El asesinato que estremeció Atapuerca

Sinopsis

A Miriam Sinaloa, una estudiante de 16 años que visita el yacimiento de Atapuerca, la asesinan dentro de la Sima de los Huesos. El asesinato que estremeció Atapuerca.

La inspectora Luisa Baeza dirige la investigación del asesinato de la adolescente mientras se enfrenta a una profunda crisis personal y se obsesiona con un caso en el que busca una redención.

Hay secretos que no puedes enterrar para siempre.

Capítulo 86

Sebastián se interna en una zona tranquila de chalets adosados nuevos e iguales, chopos recién plantados, coches Citroën C4 Picasso, Dacia Logan MCV, Seat Alhambra, Peugeot 5008, Skoda Superb Combi. Todos los vehículos tienen la sillita para el niño —a veces dos— instalada en el asiento trasero.

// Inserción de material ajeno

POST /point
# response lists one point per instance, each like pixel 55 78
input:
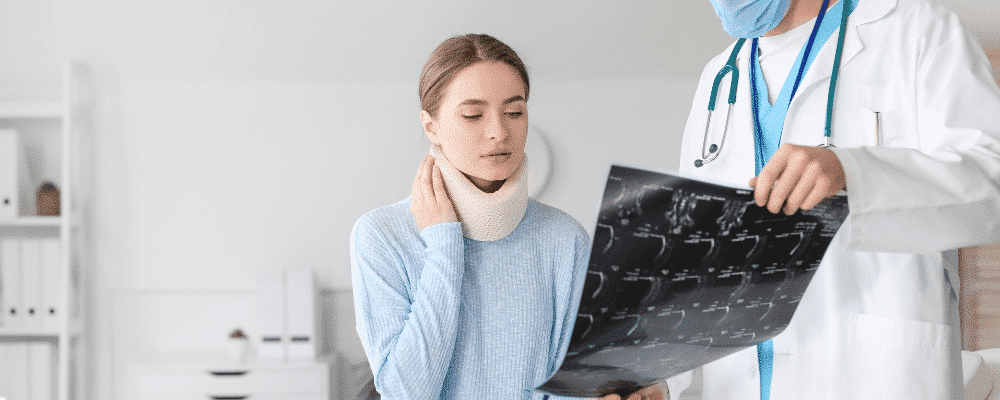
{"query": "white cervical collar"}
pixel 485 216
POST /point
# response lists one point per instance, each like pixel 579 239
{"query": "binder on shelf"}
pixel 300 311
pixel 8 174
pixel 52 283
pixel 40 363
pixel 14 371
pixel 31 275
pixel 271 315
pixel 10 279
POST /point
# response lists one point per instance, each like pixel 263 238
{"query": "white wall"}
pixel 235 136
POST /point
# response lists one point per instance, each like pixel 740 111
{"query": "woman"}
pixel 488 315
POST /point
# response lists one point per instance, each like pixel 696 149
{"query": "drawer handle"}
pixel 228 373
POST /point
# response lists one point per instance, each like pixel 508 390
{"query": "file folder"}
pixel 8 174
pixel 10 279
pixel 13 370
pixel 31 274
pixel 300 311
pixel 52 283
pixel 40 363
pixel 271 315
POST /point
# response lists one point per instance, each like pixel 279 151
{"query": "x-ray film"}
pixel 682 273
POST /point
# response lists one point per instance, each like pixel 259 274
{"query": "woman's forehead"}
pixel 485 83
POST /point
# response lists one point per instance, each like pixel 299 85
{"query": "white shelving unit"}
pixel 60 132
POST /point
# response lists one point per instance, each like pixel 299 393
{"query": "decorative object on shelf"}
pixel 47 200
pixel 238 346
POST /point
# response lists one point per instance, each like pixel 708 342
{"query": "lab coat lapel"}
pixel 822 67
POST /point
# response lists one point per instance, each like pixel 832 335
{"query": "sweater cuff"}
pixel 443 234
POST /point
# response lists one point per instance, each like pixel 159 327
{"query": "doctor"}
pixel 914 124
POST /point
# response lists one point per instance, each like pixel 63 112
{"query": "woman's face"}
pixel 482 122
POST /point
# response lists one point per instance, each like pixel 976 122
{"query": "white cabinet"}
pixel 46 259
pixel 222 381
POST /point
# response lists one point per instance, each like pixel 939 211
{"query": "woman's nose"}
pixel 496 129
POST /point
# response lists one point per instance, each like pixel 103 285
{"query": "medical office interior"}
pixel 208 156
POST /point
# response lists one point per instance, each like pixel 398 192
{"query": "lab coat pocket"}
pixel 872 106
pixel 894 358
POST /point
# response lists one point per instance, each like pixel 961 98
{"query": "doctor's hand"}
pixel 430 204
pixel 652 392
pixel 798 177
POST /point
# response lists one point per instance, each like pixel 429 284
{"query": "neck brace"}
pixel 485 216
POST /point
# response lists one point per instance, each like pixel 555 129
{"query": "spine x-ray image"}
pixel 682 273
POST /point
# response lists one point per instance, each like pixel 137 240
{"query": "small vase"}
pixel 238 349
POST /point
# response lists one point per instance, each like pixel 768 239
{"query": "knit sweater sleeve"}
pixel 407 328
pixel 571 289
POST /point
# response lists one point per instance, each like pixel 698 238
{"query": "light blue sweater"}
pixel 443 316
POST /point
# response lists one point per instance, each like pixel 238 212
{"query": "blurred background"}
pixel 233 137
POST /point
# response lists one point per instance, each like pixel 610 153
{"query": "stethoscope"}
pixel 710 152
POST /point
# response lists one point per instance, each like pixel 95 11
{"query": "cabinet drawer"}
pixel 163 381
pixel 251 397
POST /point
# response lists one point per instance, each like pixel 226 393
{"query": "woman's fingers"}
pixel 440 193
pixel 425 181
pixel 430 203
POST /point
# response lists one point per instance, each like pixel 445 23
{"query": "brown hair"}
pixel 456 53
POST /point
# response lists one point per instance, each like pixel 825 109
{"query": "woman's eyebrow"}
pixel 477 102
pixel 513 99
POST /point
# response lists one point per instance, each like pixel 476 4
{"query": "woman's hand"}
pixel 430 203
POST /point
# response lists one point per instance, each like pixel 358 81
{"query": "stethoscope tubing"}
pixel 711 152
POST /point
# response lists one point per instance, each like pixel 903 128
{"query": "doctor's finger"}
pixel 791 177
pixel 818 193
pixel 795 200
pixel 809 180
pixel 771 172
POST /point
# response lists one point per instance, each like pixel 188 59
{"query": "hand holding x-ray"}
pixel 798 177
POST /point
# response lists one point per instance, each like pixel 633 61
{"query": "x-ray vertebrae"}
pixel 682 273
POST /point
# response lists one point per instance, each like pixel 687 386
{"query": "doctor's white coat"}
pixel 880 318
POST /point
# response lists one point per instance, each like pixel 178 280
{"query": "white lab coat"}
pixel 879 319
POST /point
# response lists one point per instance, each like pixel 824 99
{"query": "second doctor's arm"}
pixel 408 328
pixel 944 193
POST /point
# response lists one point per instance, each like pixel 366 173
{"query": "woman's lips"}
pixel 498 157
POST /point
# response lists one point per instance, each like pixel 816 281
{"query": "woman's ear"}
pixel 429 127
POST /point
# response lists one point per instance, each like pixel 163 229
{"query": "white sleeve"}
pixel 945 194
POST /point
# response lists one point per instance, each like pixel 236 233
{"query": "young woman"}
pixel 468 288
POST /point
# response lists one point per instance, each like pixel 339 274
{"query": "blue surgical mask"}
pixel 750 18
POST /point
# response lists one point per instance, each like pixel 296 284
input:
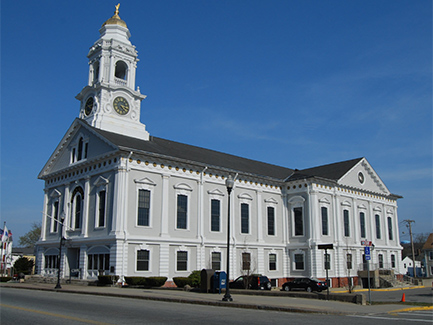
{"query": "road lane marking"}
pixel 395 319
pixel 56 315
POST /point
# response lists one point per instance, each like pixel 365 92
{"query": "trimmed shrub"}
pixel 104 280
pixel 195 279
pixel 156 281
pixel 181 281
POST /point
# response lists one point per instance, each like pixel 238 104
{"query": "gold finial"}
pixel 115 20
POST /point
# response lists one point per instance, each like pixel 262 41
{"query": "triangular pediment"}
pixel 215 192
pixel 79 136
pixel 101 181
pixel 144 180
pixel 363 177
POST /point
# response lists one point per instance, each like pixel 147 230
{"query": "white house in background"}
pixel 139 205
pixel 407 266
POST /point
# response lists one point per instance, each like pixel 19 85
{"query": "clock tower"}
pixel 110 100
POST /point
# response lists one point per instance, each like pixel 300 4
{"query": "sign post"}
pixel 368 258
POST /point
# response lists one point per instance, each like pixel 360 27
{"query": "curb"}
pixel 194 301
pixel 410 309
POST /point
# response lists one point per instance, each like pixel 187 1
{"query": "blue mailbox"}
pixel 220 281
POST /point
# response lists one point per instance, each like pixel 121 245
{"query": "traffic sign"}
pixel 367 253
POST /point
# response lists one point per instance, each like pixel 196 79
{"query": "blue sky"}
pixel 294 83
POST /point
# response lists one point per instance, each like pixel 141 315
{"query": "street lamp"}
pixel 58 286
pixel 229 184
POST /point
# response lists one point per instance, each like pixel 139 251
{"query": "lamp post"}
pixel 58 286
pixel 229 184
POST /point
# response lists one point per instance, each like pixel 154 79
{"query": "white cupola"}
pixel 110 101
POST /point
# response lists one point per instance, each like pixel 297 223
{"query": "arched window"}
pixel 80 149
pixel 96 71
pixel 121 70
pixel 77 208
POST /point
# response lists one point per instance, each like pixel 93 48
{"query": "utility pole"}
pixel 409 225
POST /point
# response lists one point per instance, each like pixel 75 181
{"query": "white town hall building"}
pixel 137 205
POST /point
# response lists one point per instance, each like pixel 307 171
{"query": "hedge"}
pixel 104 280
pixel 153 281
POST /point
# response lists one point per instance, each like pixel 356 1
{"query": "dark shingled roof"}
pixel 216 160
pixel 332 171
pixel 192 154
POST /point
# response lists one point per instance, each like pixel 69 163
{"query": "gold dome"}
pixel 115 20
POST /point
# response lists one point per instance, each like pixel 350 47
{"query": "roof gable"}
pixel 191 154
pixel 61 157
pixel 362 176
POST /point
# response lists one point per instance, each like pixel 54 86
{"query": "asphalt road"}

Luisa se queda en la esquina de la calle. Desde allí observa cómo Sebastián llama al telefonillo de uno de los adosados. Con un zumbido, alguien le abre la puerta y él recorre un pequeño camino con losetas color amarillo pálido hasta subir los escalones, situarse frente a la puerta de entrada y llamar al timbre.

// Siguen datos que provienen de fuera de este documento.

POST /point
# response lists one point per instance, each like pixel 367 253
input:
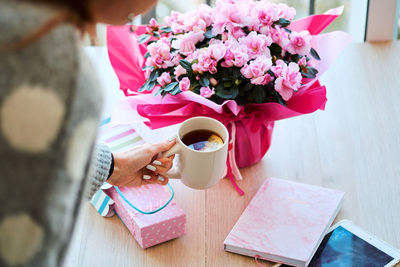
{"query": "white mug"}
pixel 199 169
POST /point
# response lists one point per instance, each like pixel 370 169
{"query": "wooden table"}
pixel 354 146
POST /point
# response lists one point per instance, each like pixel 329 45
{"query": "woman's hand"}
pixel 140 165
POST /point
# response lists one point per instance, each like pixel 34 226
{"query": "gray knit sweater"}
pixel 49 114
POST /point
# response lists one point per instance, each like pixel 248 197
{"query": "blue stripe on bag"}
pixel 96 198
pixel 103 206
pixel 105 121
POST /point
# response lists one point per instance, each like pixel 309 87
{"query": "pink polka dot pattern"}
pixel 149 229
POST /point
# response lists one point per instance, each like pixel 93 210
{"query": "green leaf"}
pixel 147 67
pixel 176 91
pixel 314 54
pixel 259 94
pixel 209 34
pixel 170 87
pixel 283 22
pixel 228 84
pixel 312 70
pixel 144 86
pixel 154 75
pixel 204 81
pixel 151 85
pixel 166 29
pixel 227 93
pixel 308 75
pixel 248 87
pixel 158 92
pixel 143 38
pixel 295 58
pixel 186 65
pixel 276 50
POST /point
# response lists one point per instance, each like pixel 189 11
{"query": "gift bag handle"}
pixel 146 212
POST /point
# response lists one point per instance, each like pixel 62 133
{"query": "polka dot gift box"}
pixel 149 212
pixel 149 229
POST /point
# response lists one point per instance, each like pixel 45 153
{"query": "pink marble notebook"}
pixel 284 222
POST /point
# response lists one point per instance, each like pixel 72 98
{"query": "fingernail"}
pixel 158 163
pixel 151 168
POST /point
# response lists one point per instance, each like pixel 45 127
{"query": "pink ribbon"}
pixel 232 168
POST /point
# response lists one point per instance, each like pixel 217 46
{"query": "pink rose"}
pixel 300 43
pixel 217 51
pixel 184 84
pixel 280 68
pixel 246 72
pixel 289 82
pixel 206 92
pixel 187 42
pixel 284 11
pixel 302 61
pixel 160 54
pixel 267 14
pixel 257 44
pixel 179 70
pixel 279 36
pixel 205 62
pixel 153 24
pixel 147 73
pixel 164 79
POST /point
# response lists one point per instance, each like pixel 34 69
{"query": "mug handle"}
pixel 175 172
pixel 172 151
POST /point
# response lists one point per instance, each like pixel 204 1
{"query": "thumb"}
pixel 163 146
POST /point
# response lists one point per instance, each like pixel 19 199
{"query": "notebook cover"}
pixel 284 222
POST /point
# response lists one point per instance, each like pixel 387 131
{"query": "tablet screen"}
pixel 342 248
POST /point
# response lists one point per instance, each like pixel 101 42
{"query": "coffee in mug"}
pixel 202 148
pixel 203 140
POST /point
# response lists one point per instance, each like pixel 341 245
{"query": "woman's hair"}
pixel 75 12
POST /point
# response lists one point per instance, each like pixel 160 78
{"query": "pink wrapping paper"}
pixel 253 123
pixel 149 229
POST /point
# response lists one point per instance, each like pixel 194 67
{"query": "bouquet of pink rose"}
pixel 245 63
pixel 240 50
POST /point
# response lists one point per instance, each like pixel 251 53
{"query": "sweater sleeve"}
pixel 100 168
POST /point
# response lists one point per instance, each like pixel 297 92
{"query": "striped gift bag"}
pixel 118 139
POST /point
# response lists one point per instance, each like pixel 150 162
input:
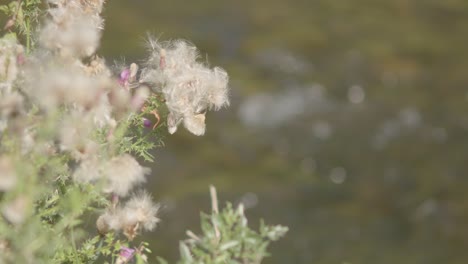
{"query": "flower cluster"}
pixel 62 108
pixel 69 130
pixel 189 87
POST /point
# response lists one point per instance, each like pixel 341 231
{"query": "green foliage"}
pixel 25 15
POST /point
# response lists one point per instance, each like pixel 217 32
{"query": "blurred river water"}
pixel 348 123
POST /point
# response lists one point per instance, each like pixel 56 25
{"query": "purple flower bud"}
pixel 124 76
pixel 146 123
pixel 126 253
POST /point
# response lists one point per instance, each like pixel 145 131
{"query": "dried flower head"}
pixel 122 174
pixel 189 87
pixel 7 174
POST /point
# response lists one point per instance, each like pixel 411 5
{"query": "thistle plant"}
pixel 72 132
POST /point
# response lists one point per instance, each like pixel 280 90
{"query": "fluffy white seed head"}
pixel 189 87
pixel 141 210
pixel 122 174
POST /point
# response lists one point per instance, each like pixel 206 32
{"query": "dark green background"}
pixel 382 181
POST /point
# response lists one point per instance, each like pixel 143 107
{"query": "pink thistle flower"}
pixel 124 77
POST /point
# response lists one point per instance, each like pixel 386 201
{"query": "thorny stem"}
pixel 214 208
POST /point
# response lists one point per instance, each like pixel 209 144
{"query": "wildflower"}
pixel 124 76
pixel 7 174
pixel 71 31
pixel 122 174
pixel 146 123
pixel 16 211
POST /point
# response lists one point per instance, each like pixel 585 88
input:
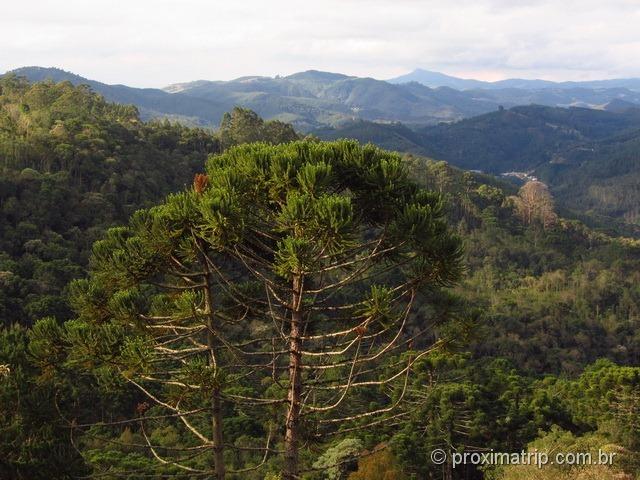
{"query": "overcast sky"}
pixel 158 42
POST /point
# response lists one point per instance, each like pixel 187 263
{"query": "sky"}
pixel 154 43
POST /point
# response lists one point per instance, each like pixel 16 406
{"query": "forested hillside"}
pixel 587 157
pixel 439 308
pixel 314 99
pixel 72 165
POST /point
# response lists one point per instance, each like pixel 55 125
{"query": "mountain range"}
pixel 589 158
pixel 311 100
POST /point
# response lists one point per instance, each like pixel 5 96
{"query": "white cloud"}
pixel 153 43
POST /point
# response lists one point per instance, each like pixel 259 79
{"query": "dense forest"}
pixel 177 303
pixel 588 157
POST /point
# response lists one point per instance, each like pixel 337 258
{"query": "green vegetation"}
pixel 302 310
pixel 589 158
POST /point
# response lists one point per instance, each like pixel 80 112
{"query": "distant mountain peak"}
pixel 317 75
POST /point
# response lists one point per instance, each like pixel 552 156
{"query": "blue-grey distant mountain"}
pixel 437 79
pixel 313 100
pixel 590 158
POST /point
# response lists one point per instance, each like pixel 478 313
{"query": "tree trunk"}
pixel 218 448
pixel 295 383
pixel 216 410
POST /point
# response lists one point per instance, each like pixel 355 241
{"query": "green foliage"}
pixel 71 165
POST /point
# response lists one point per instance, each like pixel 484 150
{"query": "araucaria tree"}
pixel 344 243
pixel 285 280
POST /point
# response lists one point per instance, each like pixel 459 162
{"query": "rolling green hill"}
pixel 313 99
pixel 589 158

En el pequeño jardín hay una bicicleta de mujer apoyada contra el murete del garaje. Luisa se palpa su chaqueta. Tienen que estar ahí. Siempre lleva una pequeña linterna y una ganzúa metidas en uno de los bolsillos interiores. Si no ha llevado la chaqueta al tinte, tienen que estar ahí. Ella no las ha sacado. «Dios mío, venga, venga, por favor».

Sus manos tocan un gancho de metal tibio. Luisa se acerca a la casa y mete su gancho en la cerradura de la puerta esforzándose por hacer el mínimo ruido posible. Un sudor frío le baña la cara. Siente una gran sequedad en la boca. Sabe que es por la paroxetina. Efecto secundario. También quedarte sin libido, sin deseo, sin picos altos ni bajos de ánimo. Por fin, tras un tenso y lento forcejeo, la cerradura cede y la puerta se abre con un clic.

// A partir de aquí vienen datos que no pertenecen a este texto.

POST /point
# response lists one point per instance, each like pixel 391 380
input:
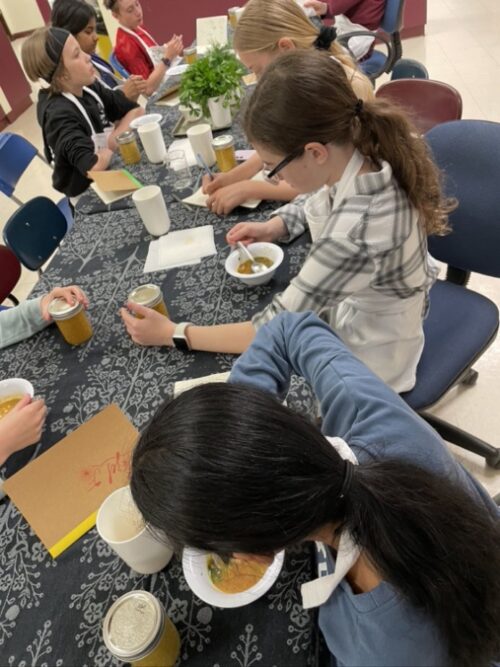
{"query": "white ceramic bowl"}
pixel 15 386
pixel 260 249
pixel 144 120
pixel 194 566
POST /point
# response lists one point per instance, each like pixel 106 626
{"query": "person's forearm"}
pixel 232 338
pixel 155 78
pixel 122 125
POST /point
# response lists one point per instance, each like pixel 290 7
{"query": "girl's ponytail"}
pixel 429 538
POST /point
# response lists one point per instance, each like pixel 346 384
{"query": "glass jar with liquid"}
pixel 149 296
pixel 137 630
pixel 224 152
pixel 71 320
pixel 127 145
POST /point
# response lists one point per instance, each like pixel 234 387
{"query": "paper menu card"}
pixel 210 30
pixel 180 248
pixel 200 199
pixel 59 492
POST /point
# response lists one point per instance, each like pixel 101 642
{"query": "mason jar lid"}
pixel 146 295
pixel 125 137
pixel 223 141
pixel 133 626
pixel 60 309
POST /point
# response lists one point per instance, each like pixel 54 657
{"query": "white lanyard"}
pixel 81 108
pixel 141 41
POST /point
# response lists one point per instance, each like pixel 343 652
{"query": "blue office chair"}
pixel 462 323
pixel 9 275
pixel 377 63
pixel 34 231
pixel 16 154
pixel 406 68
pixel 116 64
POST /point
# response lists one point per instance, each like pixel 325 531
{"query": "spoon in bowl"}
pixel 256 267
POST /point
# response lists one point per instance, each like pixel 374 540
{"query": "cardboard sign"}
pixel 60 492
pixel 115 180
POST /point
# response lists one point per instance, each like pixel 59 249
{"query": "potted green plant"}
pixel 213 83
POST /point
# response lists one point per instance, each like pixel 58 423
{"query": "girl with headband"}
pixel 371 195
pixel 265 30
pixel 80 19
pixel 74 109
pixel 407 540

Luisa se agacha todo lo que puede y se acerca a la ventana de la cocina como un hurón. Ha puesto el móvil en silencio.

Una luz tibia de color melocotón baña a un niño de dos años en una silla de ruedas. El corazón late muy deprisa a Luisa mientras espía a Sebastián, que se quita el abrigo, se acerca al niño que está conectado a un respirador por la garganta y no se mueve. Su cabeza de pájaro desolado se agita al reconocer a Sebastián, que le besa el pelo.

¿Qué está haciendo allí?, ¿qué tienen que ver esa mujer y el niño con él?

Una extraña terquedad, una perspicacia instintiva hacen permanecer a Luisa agazapada bajo el ventanal de la cocina.

La madre, una mujer morena y alta, guapa a pesar de su cara agotada y la opacidad de sus ojos, levanta la camiseta al niño y le inyecta en una cánula conectada a su estómago el contenido de una gran jeringa. El niño permanece flácido, sin vida, mira con sus ojos desorbitados a su madre mientras Sebastián le acaricia la cabeza.

El niño sonríe en una mueca ausente mientras su madre le alimenta con la jeringa. Luisa se fija en los otros tubos. Todos están conectados a un respirador artificial adosado a la silla de ruedas. Un escalofrío le recorre su columna vertebral. Ella se ha librado de semejante pesadilla al decidir no tener hijos.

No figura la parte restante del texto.